Last modified: Nov 08, 2024 By Alexander Williams

Python re.findall: Extract All Pattern Matches from Text

Python's re.findall() is a powerful function from the re module that helps you find all non-overlapping matches of a pattern in a string, returning them as a list.

Basic Syntax and Usage

Before using re.findall(), you need to import the re module. The basic syntax is straightforward, taking a pattern and a string as arguments.


import re

text = "The dates are 2023-11-25 and 2024-01-15"
dates = re.findall(r'\d{4}-\d{2}-\d{2}', text)
print(dates)


['2023-11-25', '2024-01-15']

Finding All vs Finding First Match

While re.findall() returns all matches, you might want to use re.search when you need only the first match.

Working with Groups

When using groups in your pattern, re.findall() behaves differently. It returns a list of tuples if the pattern contains groups.


text = "Contact us: support@example.com, sales@example.com"
emails = re.findall(r'(\w+)@(\w+)\.com', text)
print(emails)


[('support', 'example'), ('sales', 'example')]

Common Use Cases

Here are some practical examples where re.findall proves particularly useful:


# Finding all words
text = "Python is awesome! Python is powerful."
words = re.findall(r'\w+', text)
print(words)

# Extracting phone numbers
text = "Call us: 123-456-7890 or 098-765-4321"
phones = re.findall(r'\d{3}-\d{3}-\d{4}', text)
print(phones)


['Python', 'is', 'awesome', 'Python', 'is', 'powerful']
['123-456-7890', '098-765-4321']

Case Sensitivity

You can make pattern matching case-insensitive using the re.IGNORECASE flag. This is particularly useful when searching for text patterns.
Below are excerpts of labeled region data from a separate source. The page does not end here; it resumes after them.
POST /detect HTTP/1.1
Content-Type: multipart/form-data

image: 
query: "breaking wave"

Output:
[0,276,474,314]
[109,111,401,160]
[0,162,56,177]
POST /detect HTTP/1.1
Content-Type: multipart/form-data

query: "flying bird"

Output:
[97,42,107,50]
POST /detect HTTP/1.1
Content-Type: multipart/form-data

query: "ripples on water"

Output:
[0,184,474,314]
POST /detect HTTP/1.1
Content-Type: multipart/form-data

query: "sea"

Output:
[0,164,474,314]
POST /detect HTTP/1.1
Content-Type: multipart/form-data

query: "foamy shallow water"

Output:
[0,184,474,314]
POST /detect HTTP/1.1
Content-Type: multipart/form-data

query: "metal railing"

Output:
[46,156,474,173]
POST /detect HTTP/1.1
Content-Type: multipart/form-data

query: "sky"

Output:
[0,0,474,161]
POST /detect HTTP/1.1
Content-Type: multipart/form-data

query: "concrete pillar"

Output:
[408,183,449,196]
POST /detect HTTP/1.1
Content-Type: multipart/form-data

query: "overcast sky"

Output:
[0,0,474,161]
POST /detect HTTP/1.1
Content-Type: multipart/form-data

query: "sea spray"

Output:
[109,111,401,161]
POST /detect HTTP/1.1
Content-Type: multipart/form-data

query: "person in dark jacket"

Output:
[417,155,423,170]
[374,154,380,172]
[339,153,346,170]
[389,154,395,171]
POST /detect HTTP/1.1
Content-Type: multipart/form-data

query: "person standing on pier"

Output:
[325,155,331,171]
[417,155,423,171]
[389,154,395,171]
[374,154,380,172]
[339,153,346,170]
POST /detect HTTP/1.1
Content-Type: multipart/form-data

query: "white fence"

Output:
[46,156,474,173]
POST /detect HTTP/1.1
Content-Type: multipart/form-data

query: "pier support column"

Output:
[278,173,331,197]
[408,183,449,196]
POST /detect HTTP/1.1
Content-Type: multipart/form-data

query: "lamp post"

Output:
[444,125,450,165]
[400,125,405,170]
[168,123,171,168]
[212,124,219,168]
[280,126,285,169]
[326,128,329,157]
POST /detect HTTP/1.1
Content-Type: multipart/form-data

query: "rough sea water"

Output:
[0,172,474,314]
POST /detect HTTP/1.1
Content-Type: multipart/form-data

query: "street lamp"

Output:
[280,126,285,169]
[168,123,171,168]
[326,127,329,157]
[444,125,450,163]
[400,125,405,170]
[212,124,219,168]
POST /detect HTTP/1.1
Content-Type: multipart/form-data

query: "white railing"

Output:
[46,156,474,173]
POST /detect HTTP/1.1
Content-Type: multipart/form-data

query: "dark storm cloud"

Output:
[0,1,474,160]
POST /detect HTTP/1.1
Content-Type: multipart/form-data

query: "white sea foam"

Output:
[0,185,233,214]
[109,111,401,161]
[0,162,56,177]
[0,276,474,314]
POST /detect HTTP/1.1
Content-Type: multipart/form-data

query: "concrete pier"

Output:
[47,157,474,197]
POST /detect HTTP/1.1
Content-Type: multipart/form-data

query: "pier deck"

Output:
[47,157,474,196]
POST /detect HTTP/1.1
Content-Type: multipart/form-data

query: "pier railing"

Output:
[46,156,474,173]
text = "Python PYTHON python"
matches = re.findall(r'python', text, re.IGNORECASE)
print(matches)


['Python', 'PYTHON', 'python']

Error Handling

When using re.findall(), it's important to handle potential errors, especially with invalid patterns. Unlike re.match, findall returns an empty list if no matches are found.


try:
    result = re.findall(r'[', "test")  # Invalid pattern
except re.error as e:
    print(f"Invalid pattern: {e}")

Conclusion

re.findall() is an essential tool for pattern matching in Python. It's particularly useful when you need to extract multiple matches from text.

Remember to use appropriate patterns and consider using flags when needed. For complex patterns, always test with sample data first to ensure correct matching.